No se trata de buscar en los argumentos tremendistas de las distopías la revelación exacta del mañana. Hay que leer entre líneas. Son los pequeños detalles los que amenazan cumplirse, conformando la Nueva Normalidad. Cuando Joe Pantoliano elige voluntariamente en Matrix seguir viviendo la fantasía virtual creada por las máquinas, está hablando de lo que muchos de nosotros ya empezamos a elegir también: quedarnos en casa, rodeados de ventanas digitales a realidades mejores que la nuestra, prefiriendo el simulacro a la verdad. Quizá porque, como a los personajes de Philip K. Dick, profeta del siglo XXI, tampoco nos queda otro remedio. La pantalla gigante que todas las familias tienen en su casa, donde lo único que se muestra es la vida cotidiana de otras familias con sus crisis y problemas, en el Fahrenheit 451 de Truffaut y Bradbury, predijo el apogeo del reality show y la imposición de narrativas populares reducidas a la banalidad, detalle más realista que un Estado pirómano quema-libros, en un mundo donde (¡quién se lo hubiera dicho a Bradbury!) son los propios editores quienes los entregan al fuego (¡Hagan sitio, hagan sitio!). 

La progresiva y virtual (en varios sentidos) desaparición del contacto humano directo, físico y real, sustituido por las redes sociales, internet, la banca y el dinero electrónico, el teletrabajo, el WhatsApp, la tele-presencia, los videojuegos, las salas de cine virtuales, los actos sociales y culturales online, mientras la vigilancia, la censura y el control del individuo crecen en directa relación con esa misma omnipresencia intangible del Estado, por un lado, y de las grandes corporaciones por otro, conforma lentamente el mundo que ya intuyera Bradbury en su relato de 1951, El peatón: “Ya no vendían libros, ni revistas. Todo ocurría ahora en casas como tumbas (...). Las tumbas, mal iluminadas por la luz de la televisión, donde la gente estaba como muerta, con una luz multicolor que les rozaba la cara, pero que nunca los tocaba realmente.”
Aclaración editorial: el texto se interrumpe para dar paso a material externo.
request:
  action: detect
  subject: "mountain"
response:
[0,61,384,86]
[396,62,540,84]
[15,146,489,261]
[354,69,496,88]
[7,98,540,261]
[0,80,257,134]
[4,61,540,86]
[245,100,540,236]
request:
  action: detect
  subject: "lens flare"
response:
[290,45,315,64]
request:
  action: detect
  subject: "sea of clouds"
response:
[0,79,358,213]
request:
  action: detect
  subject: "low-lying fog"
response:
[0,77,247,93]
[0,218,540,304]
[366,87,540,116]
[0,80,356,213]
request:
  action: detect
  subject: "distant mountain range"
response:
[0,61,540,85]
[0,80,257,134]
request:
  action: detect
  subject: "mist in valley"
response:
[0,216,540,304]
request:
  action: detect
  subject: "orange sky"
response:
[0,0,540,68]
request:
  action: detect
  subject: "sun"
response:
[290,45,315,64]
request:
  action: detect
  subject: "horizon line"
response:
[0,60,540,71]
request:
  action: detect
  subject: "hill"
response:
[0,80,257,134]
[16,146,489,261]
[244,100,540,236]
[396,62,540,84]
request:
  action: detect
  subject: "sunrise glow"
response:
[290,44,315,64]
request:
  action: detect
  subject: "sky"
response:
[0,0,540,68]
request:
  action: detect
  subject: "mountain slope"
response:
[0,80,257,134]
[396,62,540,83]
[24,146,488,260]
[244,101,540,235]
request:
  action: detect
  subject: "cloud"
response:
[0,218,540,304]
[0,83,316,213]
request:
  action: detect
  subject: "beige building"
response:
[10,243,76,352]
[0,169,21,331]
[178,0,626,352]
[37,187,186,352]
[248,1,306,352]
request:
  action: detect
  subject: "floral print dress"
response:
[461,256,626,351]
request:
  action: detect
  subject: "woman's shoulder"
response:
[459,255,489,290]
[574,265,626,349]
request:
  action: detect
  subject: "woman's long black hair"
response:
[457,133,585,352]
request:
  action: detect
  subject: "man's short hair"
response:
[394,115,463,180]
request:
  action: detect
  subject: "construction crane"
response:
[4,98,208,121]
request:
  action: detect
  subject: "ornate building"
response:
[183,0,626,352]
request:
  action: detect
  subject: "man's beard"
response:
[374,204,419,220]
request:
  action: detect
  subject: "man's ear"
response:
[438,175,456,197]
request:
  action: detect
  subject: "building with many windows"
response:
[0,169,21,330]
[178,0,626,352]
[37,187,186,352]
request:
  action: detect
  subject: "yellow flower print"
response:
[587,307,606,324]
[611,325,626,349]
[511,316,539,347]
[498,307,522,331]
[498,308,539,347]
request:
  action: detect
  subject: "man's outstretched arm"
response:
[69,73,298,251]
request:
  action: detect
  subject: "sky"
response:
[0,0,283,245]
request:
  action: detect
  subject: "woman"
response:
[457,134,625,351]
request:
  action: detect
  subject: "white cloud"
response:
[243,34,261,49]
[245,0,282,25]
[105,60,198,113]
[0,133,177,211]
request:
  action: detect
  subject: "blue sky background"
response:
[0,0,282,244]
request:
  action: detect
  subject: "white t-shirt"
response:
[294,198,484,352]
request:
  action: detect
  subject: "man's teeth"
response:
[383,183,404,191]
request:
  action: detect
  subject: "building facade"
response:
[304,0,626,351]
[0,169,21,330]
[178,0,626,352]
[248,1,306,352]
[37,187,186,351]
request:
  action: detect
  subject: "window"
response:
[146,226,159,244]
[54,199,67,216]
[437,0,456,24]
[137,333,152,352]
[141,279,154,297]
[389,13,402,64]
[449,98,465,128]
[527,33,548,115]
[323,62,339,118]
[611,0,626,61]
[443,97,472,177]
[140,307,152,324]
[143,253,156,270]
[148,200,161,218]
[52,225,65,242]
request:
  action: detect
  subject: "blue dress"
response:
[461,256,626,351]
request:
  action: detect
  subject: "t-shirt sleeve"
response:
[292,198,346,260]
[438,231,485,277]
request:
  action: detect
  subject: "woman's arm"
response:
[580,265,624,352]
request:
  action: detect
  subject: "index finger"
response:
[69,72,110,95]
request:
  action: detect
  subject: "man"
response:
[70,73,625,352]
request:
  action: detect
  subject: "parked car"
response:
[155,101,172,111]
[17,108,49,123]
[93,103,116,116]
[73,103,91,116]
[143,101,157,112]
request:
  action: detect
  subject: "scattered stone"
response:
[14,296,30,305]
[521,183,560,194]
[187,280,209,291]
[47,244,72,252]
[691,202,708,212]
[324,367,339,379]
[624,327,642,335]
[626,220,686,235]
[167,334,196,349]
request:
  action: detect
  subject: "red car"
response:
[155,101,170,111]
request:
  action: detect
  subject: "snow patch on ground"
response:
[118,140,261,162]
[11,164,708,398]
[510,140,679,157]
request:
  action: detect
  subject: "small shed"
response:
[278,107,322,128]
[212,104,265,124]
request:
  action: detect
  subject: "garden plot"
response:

Todo eso, que parece esperarnos con la Nueva Normalidad, son los viejos y terribles miedos que las distopías nos habían mostrado ya, antes de convertirse en meros videojuegos de aventuras mesiánicas para niños. Pero también todo eso probablemente ocurra sin grandes cataclismos, sin sucesos apocalípticos, sin revoluciones ni guerras mundiales. Ha bastado un enemigo invisible, un virus, en palabras de Houellebecq, autor de las distopías La posibilidad de una isla y Sumisión: “banal, de la familia poco prestigiosa de los virus gripales (...), un virus sin cualidades”, para actuar de acelerante en un proceso que, prescindiendo de dictaduras totalitarias, se desliza lenta pero inexorablemente hacia el autoritarismo. Mientras, las sabias advertencias de Orwell, Huxley, Zamiatin, London, Haldane, Bradbury, Burgess, Harrison, Dick, Margaret Atwood (perseguida, sorpresa, no por una dictadura cristiana heteropatriarcal, sino por sus correligionarias de otro tiempo), y tantos otros, se perderán en el tiempo, como lágrimas en la lluvia.